Tim Lavender warned that AI creates more work when validation is required. Sales reps will not embrace technology that forces them to clean up hallucinations. Sam Schwarz added that leaders must provide tools that help all the time, not 50% of the time. Trust erodes when tools fail half their users.
On governance, Sam Schwarz noted that even OpenAI applies strong oversight and has removed features that violated privacy laws. An app designed to help people with low vision started identifying faces without considering biometric regulations. Vigilance is required.
Tim Lavender announced a new hire: someone to test competitor AI implementations for data leakage from proprietary information accidentally exposed through chatbots.

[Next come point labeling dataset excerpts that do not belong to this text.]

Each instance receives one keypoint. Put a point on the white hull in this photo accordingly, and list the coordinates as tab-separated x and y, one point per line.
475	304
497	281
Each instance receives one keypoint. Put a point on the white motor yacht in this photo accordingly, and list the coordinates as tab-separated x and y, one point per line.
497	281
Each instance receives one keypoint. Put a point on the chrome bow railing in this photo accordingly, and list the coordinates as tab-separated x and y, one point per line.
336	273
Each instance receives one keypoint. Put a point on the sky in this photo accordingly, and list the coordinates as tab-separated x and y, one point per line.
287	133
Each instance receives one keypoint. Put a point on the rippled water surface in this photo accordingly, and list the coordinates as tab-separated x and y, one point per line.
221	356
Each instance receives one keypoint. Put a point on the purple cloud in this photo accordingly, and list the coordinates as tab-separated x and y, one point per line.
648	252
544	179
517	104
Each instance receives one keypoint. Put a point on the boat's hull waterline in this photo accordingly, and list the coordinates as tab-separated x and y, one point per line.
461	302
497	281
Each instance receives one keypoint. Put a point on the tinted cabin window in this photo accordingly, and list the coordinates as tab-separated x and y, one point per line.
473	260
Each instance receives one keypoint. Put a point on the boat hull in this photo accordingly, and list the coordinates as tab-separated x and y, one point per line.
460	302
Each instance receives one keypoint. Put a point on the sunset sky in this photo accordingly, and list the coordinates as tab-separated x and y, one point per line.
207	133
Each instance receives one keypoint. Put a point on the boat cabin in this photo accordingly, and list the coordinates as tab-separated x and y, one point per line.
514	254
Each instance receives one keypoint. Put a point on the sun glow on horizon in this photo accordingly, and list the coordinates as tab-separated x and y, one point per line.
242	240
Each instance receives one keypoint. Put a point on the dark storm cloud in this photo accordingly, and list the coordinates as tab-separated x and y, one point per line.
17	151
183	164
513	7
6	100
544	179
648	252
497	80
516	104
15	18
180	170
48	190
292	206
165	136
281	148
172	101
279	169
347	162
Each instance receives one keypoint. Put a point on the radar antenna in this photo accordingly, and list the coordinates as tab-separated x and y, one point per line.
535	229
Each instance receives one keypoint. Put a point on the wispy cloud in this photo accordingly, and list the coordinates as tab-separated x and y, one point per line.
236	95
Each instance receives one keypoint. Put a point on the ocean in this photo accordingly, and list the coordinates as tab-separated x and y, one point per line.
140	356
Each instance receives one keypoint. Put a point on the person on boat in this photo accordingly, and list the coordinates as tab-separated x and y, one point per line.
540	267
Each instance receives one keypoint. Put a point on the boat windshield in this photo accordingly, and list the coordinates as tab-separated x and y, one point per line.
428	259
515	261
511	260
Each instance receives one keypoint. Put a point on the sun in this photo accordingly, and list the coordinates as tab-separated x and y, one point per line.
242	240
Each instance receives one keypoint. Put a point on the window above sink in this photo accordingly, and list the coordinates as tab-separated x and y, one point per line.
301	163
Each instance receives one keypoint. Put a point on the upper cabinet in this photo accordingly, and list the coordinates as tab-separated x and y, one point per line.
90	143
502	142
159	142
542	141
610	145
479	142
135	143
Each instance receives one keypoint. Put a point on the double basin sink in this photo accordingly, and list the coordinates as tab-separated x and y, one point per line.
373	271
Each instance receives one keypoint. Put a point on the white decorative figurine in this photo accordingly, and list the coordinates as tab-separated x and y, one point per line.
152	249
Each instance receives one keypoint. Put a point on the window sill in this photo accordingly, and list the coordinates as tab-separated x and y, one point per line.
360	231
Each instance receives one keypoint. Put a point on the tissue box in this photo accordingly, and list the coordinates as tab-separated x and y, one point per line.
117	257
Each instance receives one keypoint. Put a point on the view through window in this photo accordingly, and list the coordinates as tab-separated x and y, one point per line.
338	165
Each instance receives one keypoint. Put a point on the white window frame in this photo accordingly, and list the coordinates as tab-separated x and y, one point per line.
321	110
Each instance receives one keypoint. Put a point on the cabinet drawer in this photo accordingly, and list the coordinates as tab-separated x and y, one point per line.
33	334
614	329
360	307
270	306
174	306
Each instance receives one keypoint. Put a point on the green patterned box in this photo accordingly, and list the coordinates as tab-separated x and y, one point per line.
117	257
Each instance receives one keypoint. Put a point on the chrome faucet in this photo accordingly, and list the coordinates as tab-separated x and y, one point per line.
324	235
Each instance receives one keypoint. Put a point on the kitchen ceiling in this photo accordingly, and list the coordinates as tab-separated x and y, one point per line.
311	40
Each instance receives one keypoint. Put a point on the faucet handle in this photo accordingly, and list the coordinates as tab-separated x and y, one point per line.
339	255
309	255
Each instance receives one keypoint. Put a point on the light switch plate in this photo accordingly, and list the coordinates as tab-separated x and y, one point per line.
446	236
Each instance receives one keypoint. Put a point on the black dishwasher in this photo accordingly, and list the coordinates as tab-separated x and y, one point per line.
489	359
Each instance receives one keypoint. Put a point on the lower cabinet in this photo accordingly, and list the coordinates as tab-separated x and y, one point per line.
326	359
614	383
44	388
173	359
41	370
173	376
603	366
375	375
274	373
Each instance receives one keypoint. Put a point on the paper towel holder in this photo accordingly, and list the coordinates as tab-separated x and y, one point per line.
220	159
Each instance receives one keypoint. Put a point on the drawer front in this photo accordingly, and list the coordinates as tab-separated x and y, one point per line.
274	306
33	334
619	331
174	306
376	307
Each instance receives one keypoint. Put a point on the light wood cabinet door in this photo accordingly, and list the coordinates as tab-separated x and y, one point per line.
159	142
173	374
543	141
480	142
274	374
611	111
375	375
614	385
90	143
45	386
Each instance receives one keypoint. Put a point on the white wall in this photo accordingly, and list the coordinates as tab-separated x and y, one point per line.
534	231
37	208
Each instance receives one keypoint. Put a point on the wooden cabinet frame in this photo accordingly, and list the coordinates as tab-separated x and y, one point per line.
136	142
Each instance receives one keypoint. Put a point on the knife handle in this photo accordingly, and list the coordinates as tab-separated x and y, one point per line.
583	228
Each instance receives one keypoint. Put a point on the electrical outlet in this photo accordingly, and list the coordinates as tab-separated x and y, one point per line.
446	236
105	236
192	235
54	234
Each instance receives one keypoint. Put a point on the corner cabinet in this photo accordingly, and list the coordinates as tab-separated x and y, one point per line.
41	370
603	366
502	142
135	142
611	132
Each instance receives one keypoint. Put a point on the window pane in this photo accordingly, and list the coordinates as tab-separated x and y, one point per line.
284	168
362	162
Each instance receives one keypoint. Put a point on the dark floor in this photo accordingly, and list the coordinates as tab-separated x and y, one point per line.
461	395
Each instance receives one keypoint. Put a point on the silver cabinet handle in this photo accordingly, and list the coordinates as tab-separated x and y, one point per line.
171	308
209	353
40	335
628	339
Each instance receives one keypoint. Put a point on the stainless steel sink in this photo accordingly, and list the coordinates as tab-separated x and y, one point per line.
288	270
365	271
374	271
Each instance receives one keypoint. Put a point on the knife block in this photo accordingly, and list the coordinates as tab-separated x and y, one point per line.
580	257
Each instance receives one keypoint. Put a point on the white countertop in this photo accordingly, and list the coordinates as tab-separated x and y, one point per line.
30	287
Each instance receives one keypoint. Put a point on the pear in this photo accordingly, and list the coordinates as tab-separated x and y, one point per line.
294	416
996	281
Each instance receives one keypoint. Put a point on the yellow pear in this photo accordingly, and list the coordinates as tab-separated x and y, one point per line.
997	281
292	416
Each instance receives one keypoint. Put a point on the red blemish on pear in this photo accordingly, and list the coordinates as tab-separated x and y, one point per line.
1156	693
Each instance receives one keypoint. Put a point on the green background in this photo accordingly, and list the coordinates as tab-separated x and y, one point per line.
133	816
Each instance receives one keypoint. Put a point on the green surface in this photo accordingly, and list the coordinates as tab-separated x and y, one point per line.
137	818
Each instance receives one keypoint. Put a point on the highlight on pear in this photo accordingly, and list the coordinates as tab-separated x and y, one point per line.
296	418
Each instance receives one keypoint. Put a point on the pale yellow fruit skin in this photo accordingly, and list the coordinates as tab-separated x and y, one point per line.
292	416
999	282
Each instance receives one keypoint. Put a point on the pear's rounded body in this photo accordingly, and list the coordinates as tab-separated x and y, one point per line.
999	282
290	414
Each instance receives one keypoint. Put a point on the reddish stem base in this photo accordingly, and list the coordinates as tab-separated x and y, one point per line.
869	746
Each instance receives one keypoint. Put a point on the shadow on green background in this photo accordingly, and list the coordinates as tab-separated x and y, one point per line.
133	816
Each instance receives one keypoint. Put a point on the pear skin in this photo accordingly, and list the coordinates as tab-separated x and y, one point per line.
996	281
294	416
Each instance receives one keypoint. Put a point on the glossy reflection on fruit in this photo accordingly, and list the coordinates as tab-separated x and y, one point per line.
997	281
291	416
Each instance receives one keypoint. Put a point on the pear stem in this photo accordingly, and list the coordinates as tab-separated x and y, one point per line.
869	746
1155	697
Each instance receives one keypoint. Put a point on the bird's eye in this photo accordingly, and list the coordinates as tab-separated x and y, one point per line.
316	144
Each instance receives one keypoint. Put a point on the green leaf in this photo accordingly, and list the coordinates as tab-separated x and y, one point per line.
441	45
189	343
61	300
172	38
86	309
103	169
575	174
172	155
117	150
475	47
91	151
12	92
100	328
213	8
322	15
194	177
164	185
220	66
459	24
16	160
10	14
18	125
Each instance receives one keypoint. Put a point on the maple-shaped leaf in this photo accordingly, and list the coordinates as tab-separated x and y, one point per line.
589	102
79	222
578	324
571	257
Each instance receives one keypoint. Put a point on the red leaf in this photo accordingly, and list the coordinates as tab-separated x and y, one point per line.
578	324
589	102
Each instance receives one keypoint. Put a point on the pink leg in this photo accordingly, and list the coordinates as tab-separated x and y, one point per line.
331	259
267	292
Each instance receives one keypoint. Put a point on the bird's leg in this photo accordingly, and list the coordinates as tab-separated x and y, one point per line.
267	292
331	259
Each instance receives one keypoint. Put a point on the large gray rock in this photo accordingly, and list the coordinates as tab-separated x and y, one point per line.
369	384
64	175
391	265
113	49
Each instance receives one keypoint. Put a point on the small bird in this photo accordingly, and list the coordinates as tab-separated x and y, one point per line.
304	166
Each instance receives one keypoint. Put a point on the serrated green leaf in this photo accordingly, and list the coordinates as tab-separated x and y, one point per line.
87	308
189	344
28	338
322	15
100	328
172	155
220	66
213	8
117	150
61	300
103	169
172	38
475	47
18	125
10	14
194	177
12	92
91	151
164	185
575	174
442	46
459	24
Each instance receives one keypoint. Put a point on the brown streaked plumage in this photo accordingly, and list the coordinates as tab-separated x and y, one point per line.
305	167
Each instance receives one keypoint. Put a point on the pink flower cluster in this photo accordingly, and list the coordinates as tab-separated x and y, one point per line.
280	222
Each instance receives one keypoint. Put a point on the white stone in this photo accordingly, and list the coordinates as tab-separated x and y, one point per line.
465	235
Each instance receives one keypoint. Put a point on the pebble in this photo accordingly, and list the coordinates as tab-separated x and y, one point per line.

The audience voted that B2B workers will welcome AI rather than see it as a threat. Team AI Ready won round three.
The verdict: AI is ready, with caveats
Team AI Ready swept all three rounds. LinkedIn polling before the event showed 60% agreement that AI is ready for prime time.
Three conclusions emerged. First, start with accurate data rather than waiting for perfect data. If transactional data is accurate because it drives billing and inventory, use it. Predictive analytics on existing good data can generate results immediately.
Second, match use cases to risk tolerance. AI works for drafting product descriptions that humans will review. AI fails for installation instructions where errors cause safety issues. Choose applications where iteration is acceptable.
Third, governance matters but should not prevent experimentation. Turn off learning functions to protect proprietary data. Monitor outputs for hallucinations. But do not let governance become an excuse to wait another 20 years while competitors move forward.